As long as the Suns are winning they won't be afraid to spend.


----------



## Dissonance (Jul 21, 2004)

*Re: Suns Likely To Shop Thomas*

Yes, we need Thomas. I don't care what that says, what you say, or what they say. He helps our defense.

And get this, when he was in last yr and not injured, we avged 108ppg, with him playing. He didn't slow our offense one bit. Get this through your head. You keep trying to prove you were right in this argument that happened 6 months ago.


----------



## Seuss (Aug 19, 2005)

*Re: Suns Likely To Shop Thomas*



Dissonance19 said:


> Yes, we need Thomas. I don't care what that says, what you say, or what they say. He helps our defense.
> 
> And get this, when he was in last yr and not injured, we avged 108ppg, with him playing. He didn't slow our offense one bit. Get this through your head. You keep trying to prove you were right in this argument that happened 6 months ago.


I agree. 

And to be honest, that realgm is as useless as tampons are for
guys. 

I wouldn't touch that **** if it was the only way to wipe my ***.


----------



## Free Arsenal (Nov 8, 2004)

*Re: Suns Likely To Shop Thomas*



Dr.Seuss said:


> I agree.
> 
> And to be honest, that realgm is as useless as tampons are for
> guys.
> ...


What if the hottest girl in the world would be yours only if you wore one for a day? Then would you touch it?


----------



## Blazer Freak (Jul 11, 2004)

I think it's important atleast to keep him for this season, at worst, as insurance for Amare and any of your other big men. Not to mention he is still a good player with a reasonable contract for big men these days.


----------



## ss03 (May 31, 2006)

Kurt Thomas may not be worth 8million, but isn't much left in terms of length on that contract, and he does play well for the Suns. He may not be as fast a Marion, but so what, he can score, he can rebound and he has Nash to give him the ball.

Also, one thing to consider is what the Suns were thinkign they'd do if they made the NBA Finals last season. They were considering benching Diaw for Kurt Thomas so he could guard Shaq. Why? Diaw can play the C spot, but he's far from a true C, or even your regular PF and he'll do alright but he won't do a wodnerful job bodying up with guys like Shaq. Why keep Kurt? Well, should something happen to Amare or Marion, or while they're phasing Amare in, he's a useful piece for that reason and because they need someone to play that spot and he's probably one of, if not the best option they have for that off the bench.


----------



## ShuHanGuanYu (Feb 3, 2005)

NoWright4U said:


> Sun-Sentinel - The extension that Boris Diaw signed this week will likely mean the Suns will attempt to deal Kurt Thomas' $8 million salary they have on the books for the 2007-2008 season.
> 
> Shawn Marion and Amare Stoudemire also have large deals and their owner has repeatedly expressed a strong desire to avoid the luxury tax.
> 
> ...



Know what? It's rather sad that you would post a link from the Sun-Sentinel to advance your argument here. Did you know that the Sun-Sentinel is not an Arizona paper? If I posted you a link that said Carter would be traded from a paper in Argentina would you take that as fact too?
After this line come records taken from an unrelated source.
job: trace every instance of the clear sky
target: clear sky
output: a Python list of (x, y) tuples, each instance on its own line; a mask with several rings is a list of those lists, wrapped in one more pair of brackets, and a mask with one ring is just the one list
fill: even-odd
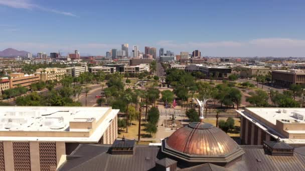
[(0, 0), (0, 50), (305, 56), (304, 0)]

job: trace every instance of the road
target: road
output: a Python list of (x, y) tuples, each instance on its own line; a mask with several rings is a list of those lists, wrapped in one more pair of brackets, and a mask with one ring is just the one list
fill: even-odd
[[(101, 94), (102, 87), (100, 85), (97, 85), (91, 86), (90, 88), (91, 90), (87, 95), (87, 106), (93, 106), (96, 105), (97, 98), (95, 96)], [(82, 104), (82, 106), (86, 106), (86, 95), (84, 93), (83, 93), (80, 96), (79, 102)]]
[(164, 68), (162, 67), (161, 63), (157, 63), (157, 76), (165, 76), (165, 72)]

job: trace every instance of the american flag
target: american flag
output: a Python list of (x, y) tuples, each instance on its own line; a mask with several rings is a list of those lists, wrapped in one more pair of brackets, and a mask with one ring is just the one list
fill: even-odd
[(173, 102), (173, 108), (176, 108), (176, 106), (177, 104), (176, 104), (176, 99), (174, 99), (174, 102)]

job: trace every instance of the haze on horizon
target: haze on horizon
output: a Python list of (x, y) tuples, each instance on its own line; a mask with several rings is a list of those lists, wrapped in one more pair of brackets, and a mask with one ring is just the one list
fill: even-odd
[(129, 44), (212, 56), (305, 56), (305, 2), (0, 0), (0, 50), (104, 56)]

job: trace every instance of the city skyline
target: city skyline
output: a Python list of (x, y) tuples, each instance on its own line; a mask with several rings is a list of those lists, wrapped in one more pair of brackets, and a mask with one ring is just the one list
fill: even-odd
[[(7, 16), (0, 24), (0, 50), (12, 48), (35, 54), (77, 49), (81, 54), (105, 56), (128, 44), (141, 52), (151, 46), (175, 54), (198, 49), (202, 56), (305, 56), (305, 2), (300, 0), (157, 0), (149, 6), (120, 1), (124, 6), (113, 11), (118, 2), (0, 0), (0, 14)], [(157, 8), (166, 12), (169, 6), (177, 12), (141, 12)], [(179, 12), (185, 9), (187, 14)], [(172, 26), (162, 26), (165, 20)], [(114, 21), (124, 27), (108, 24)]]

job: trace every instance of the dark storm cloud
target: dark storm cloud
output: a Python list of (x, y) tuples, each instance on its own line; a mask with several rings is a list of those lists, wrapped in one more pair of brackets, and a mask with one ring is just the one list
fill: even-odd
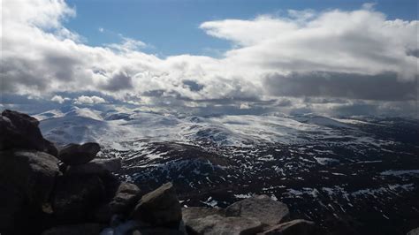
[(406, 51), (406, 54), (407, 54), (408, 56), (411, 56), (411, 57), (419, 57), (419, 49), (408, 49), (408, 51)]
[(21, 85), (39, 91), (48, 88), (48, 79), (39, 78), (35, 75), (40, 71), (40, 67), (34, 64), (32, 61), (25, 59), (4, 60), (1, 70), (0, 88), (2, 93), (13, 93)]
[(416, 99), (415, 81), (400, 81), (393, 72), (378, 75), (313, 72), (265, 77), (264, 86), (273, 95), (319, 96), (349, 99), (403, 101)]
[(191, 91), (200, 91), (203, 89), (204, 86), (202, 84), (197, 83), (196, 81), (194, 80), (183, 80), (182, 81), (183, 85), (185, 85), (187, 87), (189, 88)]

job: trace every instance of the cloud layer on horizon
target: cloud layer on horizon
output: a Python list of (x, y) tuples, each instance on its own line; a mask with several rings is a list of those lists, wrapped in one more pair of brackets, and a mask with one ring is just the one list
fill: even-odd
[[(224, 57), (162, 58), (141, 52), (147, 43), (133, 39), (83, 43), (64, 26), (76, 11), (63, 0), (1, 5), (4, 94), (63, 103), (58, 93), (84, 91), (139, 105), (202, 109), (415, 109), (419, 23), (387, 19), (371, 6), (207, 21), (202, 30), (233, 44)], [(71, 100), (105, 102), (95, 96), (103, 101), (83, 95)], [(316, 102), (322, 99), (328, 102)]]

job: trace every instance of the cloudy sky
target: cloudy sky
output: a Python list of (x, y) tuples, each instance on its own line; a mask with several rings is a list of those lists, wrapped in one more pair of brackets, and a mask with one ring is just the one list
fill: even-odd
[(4, 106), (417, 115), (416, 1), (0, 1)]

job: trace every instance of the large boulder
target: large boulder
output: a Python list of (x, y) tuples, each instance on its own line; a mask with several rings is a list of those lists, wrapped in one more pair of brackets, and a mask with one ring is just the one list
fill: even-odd
[(120, 158), (95, 159), (80, 165), (72, 165), (67, 168), (67, 175), (103, 175), (107, 172), (115, 172), (121, 170)]
[(186, 225), (187, 225), (189, 221), (192, 219), (197, 219), (214, 215), (225, 216), (225, 210), (224, 208), (201, 207), (182, 208), (182, 220)]
[(153, 226), (178, 227), (182, 214), (178, 195), (171, 183), (167, 183), (142, 196), (133, 217)]
[(80, 224), (53, 227), (42, 235), (98, 235), (105, 226), (101, 224)]
[(43, 152), (0, 151), (0, 232), (25, 233), (21, 224), (38, 226), (59, 174), (57, 162)]
[(68, 144), (58, 152), (58, 159), (67, 165), (79, 165), (87, 163), (101, 150), (97, 143)]
[(31, 204), (48, 201), (59, 174), (58, 160), (37, 151), (10, 150), (0, 152), (0, 185), (21, 192)]
[(32, 149), (57, 155), (57, 148), (43, 139), (39, 121), (27, 114), (5, 110), (0, 115), (0, 150)]
[(313, 235), (316, 233), (316, 224), (311, 221), (296, 219), (284, 224), (277, 224), (261, 235)]
[(93, 216), (105, 197), (98, 176), (63, 176), (57, 178), (52, 198), (52, 210), (61, 221), (73, 222)]
[(267, 195), (258, 195), (237, 201), (226, 208), (227, 216), (254, 217), (267, 225), (274, 225), (289, 218), (286, 204)]
[(223, 217), (218, 215), (192, 219), (186, 226), (189, 234), (205, 235), (255, 234), (263, 228), (263, 224), (255, 218)]
[(0, 184), (0, 233), (12, 234), (27, 215), (24, 194), (17, 188)]

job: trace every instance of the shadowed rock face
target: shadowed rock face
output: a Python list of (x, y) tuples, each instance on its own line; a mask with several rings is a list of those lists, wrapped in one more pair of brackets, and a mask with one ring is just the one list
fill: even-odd
[(419, 235), (419, 228), (409, 231), (407, 235)]
[(154, 226), (177, 227), (182, 219), (180, 203), (171, 183), (142, 196), (133, 217)]
[(83, 221), (103, 202), (105, 189), (101, 178), (90, 176), (63, 176), (53, 193), (54, 215), (62, 221)]
[(286, 204), (259, 195), (237, 201), (225, 211), (227, 216), (255, 217), (264, 224), (274, 225), (289, 218)]
[(120, 158), (94, 159), (85, 164), (69, 166), (65, 173), (68, 175), (97, 174), (118, 171), (121, 169)]
[(57, 158), (27, 150), (1, 151), (0, 155), (0, 184), (13, 186), (31, 203), (49, 200), (59, 174)]
[(182, 220), (187, 224), (192, 219), (202, 218), (208, 216), (218, 215), (220, 216), (225, 216), (225, 210), (224, 208), (200, 208), (191, 207), (182, 208)]
[(261, 235), (315, 235), (318, 234), (316, 225), (311, 221), (296, 219), (284, 224), (277, 224), (268, 231), (261, 232)]
[(28, 115), (5, 110), (0, 116), (0, 150), (24, 148), (57, 155), (54, 144), (43, 139), (39, 121)]
[(135, 206), (141, 198), (140, 188), (130, 183), (123, 182), (119, 185), (117, 193), (110, 202), (110, 211), (113, 214), (127, 214)]
[(80, 165), (87, 163), (101, 150), (97, 143), (68, 144), (58, 152), (58, 159), (68, 165)]
[(255, 234), (263, 225), (255, 218), (223, 217), (217, 215), (190, 220), (187, 231), (191, 234)]
[(100, 224), (81, 224), (50, 228), (42, 235), (97, 235), (104, 228)]

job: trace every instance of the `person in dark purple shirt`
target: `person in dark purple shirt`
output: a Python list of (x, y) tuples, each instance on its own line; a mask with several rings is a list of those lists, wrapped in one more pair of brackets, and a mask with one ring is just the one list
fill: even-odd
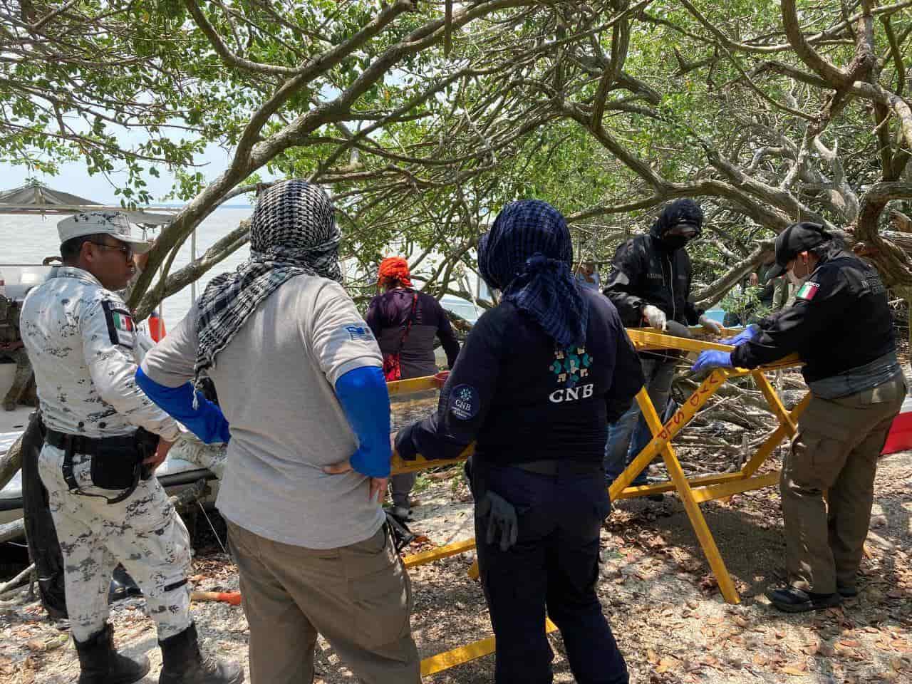
[[(450, 319), (440, 302), (412, 287), (409, 263), (400, 256), (384, 259), (377, 284), (385, 292), (370, 301), (365, 320), (384, 358), (399, 355), (401, 379), (437, 373), (434, 337), (440, 338), (447, 366), (451, 368), (459, 355), (459, 342)], [(415, 477), (409, 472), (393, 475), (389, 481), (393, 500), (389, 513), (402, 520), (410, 513), (409, 493), (415, 486)]]

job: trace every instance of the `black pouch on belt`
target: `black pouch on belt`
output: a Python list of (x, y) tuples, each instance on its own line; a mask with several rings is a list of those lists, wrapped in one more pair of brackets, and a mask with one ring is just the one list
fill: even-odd
[(154, 432), (150, 432), (145, 428), (140, 428), (134, 435), (136, 440), (136, 451), (140, 452), (140, 467), (141, 469), (141, 478), (148, 480), (152, 476), (154, 471), (143, 464), (143, 461), (155, 454), (159, 448), (159, 436)]
[(92, 484), (132, 491), (140, 481), (141, 461), (133, 435), (98, 440), (92, 454)]

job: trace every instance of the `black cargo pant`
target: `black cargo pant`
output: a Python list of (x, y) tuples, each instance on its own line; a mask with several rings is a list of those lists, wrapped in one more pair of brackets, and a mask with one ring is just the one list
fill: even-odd
[(602, 471), (543, 475), (488, 467), (484, 479), (488, 490), (524, 509), (517, 544), (505, 552), (485, 543), (487, 517), (475, 520), (497, 639), (497, 684), (553, 680), (545, 609), (561, 631), (577, 682), (627, 684), (627, 665), (596, 594), (598, 535), (611, 510)]

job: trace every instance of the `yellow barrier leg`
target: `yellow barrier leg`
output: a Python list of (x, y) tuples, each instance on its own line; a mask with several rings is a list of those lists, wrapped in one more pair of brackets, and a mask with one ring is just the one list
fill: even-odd
[[(725, 378), (724, 373), (718, 368), (712, 371), (710, 378), (713, 376), (717, 376), (716, 384), (720, 383)], [(643, 415), (646, 418), (647, 424), (653, 432), (661, 429), (662, 424), (651, 403), (646, 407)], [(662, 458), (665, 461), (665, 467), (668, 471), (668, 475), (671, 476), (671, 482), (674, 482), (675, 488), (678, 490), (678, 494), (684, 503), (684, 509), (687, 511), (688, 517), (690, 519), (690, 524), (697, 534), (697, 539), (700, 540), (700, 545), (702, 546), (706, 559), (710, 562), (710, 567), (712, 569), (713, 575), (716, 575), (722, 596), (728, 603), (741, 603), (738, 590), (735, 588), (734, 582), (731, 581), (731, 575), (729, 575), (728, 568), (725, 567), (725, 561), (722, 560), (722, 556), (719, 553), (719, 547), (716, 546), (716, 540), (712, 538), (712, 533), (710, 532), (710, 527), (706, 524), (706, 518), (703, 517), (703, 513), (700, 510), (700, 504), (694, 498), (693, 491), (687, 481), (687, 476), (684, 474), (684, 471), (681, 469), (681, 465), (678, 461), (678, 457), (675, 455), (674, 449), (670, 444), (666, 443), (662, 451)]]
[[(637, 393), (637, 402), (639, 404), (640, 411), (643, 412), (644, 416), (648, 412), (651, 412), (652, 415), (656, 416), (658, 429), (656, 425), (647, 421), (649, 430), (652, 431), (652, 440), (643, 448), (643, 451), (637, 455), (637, 458), (625, 469), (624, 472), (611, 483), (611, 487), (608, 489), (608, 496), (611, 501), (617, 501), (621, 498), (621, 492), (629, 486), (634, 478), (662, 451), (665, 445), (671, 441), (675, 435), (684, 429), (684, 426), (710, 400), (710, 397), (716, 393), (716, 390), (721, 387), (724, 381), (724, 375), (711, 373), (675, 412), (675, 415), (668, 419), (668, 421), (665, 425), (658, 422), (656, 408), (652, 405), (652, 399), (649, 399), (646, 388), (644, 387)], [(645, 489), (639, 491), (642, 491), (641, 496), (652, 493), (651, 492), (647, 492)]]
[[(544, 633), (551, 634), (556, 629), (557, 626), (550, 618), (545, 618)], [(430, 677), (437, 672), (455, 668), (457, 665), (462, 665), (470, 660), (488, 656), (494, 652), (495, 648), (494, 637), (488, 637), (486, 639), (473, 641), (471, 644), (461, 646), (451, 651), (430, 656), (421, 661), (421, 677)]]

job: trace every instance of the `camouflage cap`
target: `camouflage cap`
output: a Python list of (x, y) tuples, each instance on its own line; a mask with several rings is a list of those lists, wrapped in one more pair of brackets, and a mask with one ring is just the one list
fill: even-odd
[(130, 221), (121, 212), (83, 212), (67, 216), (57, 223), (57, 234), (63, 244), (74, 237), (106, 233), (127, 243), (133, 253), (143, 254), (152, 248), (152, 244), (130, 234)]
You are grasping for anything you can to fulfill your argument. Too bad there are also a couple articles that came out recently that say how important Kurt Thomas is to the Suns, which of course I did not see you post anywhere. But hey, it's not your fault you don't know what you're talkin' about. You just haven't watched enough Suns games.

Also, I think you need to rethink what the word hater means. We are haters because we like Thomas and think he helps us? :whatever:


----------



## ShuHanGuanYu (Feb 3, 2005)

Come on...I'm sure there's going to be a very large post here saying the same things all over again...come on... :cheers:


----------